I am having a little trouble with being able to resolve this problem i was wondering if anyone here could help me if possible.

I am currently trying to design a table where i can enter approximately 15 different products, each of these products will have input stock which will be when each of the items is delivered and we know how many have been received this can be entered in to the table. This information is entered at least once a week and so this total will change constantly, we then enter individual customers each day to either this table or another table and put down which of the products each customer takes so this information will be deducted from the running total of only the one product that the customer had taken.

Each transaction must record the date either via current date or enter the date manually aswell as what they purchased and the amount taken, i can reference the customer, there address, and customer number but i would like a little help on how i am best to structure the table to have the correct running totals once the stock has been reduced.

Any help would be much appreciated.

Thanks
Brad
 
You should keep each bit of data in a separate table. In this way you retain a complete picture of what has happened. So you might have:-
1. Customers table (Customer ID, Name, address etc)
2. Product table (Product code, description, price etc)
3. Sales table (Date, Customer ID, Product, qty etc)
4. Receipts table (Date, Supplier ID, Product, qty etc)

If you start with zero stock then the sum of all the receipts, less the sum of all the sales for each product is the current stock. Since this probably isn't the case you will also want a stock file

5. Stock File (Stock date, Product, Qty)

So the current stock is the qty in the Stock file plus the sum of all the receipts, less the sum of all the sales for each product, restricting you query to those records after the Stock Date. You may want to generate a new stock record every day.

You might want a Corrections table if the actual stock does not match what the calculation says it is (breakage, shrinkage) but you could put this in the Sales table and give it some special code.

You mention 15 products. The above structure lets you have as many products as you like. You don't want to create a table with one field for each product. Use queries on these separate tables to produce results in the format you want. Check out some of the Access samples for examples of this sort of thing.
 
personally i would have a single table for stock movements rather than a separate one for sales/receipts/adjustments, with a transaction type to identify what sort of movement it is. - and for sales this table would include the date and customer etc. I would include stock balances here, rather than in the products table, but you would typically only store the stock balance when you do a stock take, replacing the previous stock movement history. That way you only have to add (live) items from 1 table to caclulate the stock balance.

the point is, though that you shouldnt normally store an actual stock balance - just calculate it when you need it, from the base tranactions. if you want to see the detail for any stock item, its very easy to display all the transactions
 
I see the Husky is on my trail! I know this could develop into a long thread but... whether you have a single file for stock movements or separate files depends on the level of detail you want. E.g. a Sales movement relates to a customer, a Receipt movement relates to a supplier and a stock correction relates to neither. Your customer might buy single items, your supplier might supply case quantities and for your stock correction you might want a reason and an account code. You would not want fields for all these different things in one table where half the fields weren't used depending on the transaction type.

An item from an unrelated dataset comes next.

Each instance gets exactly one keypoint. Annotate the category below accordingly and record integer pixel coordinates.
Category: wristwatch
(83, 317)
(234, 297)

So, yes, put them all in one table to keep it simple, separate tables if you want to develop a stock management/order processing system.

It can be convenient to be able to directly access a 'current stock' total. This would mean updating a stock figure every time any sale/receipt or change was made. Business systems would do this as e.g. you don't want to do long calculations for every product on your web site, every time a page is visited, to work out the current stock. But I am getting way out of line here as I guess Brad is not looking at doing anything beyond tables, queries and forms i.e. not code.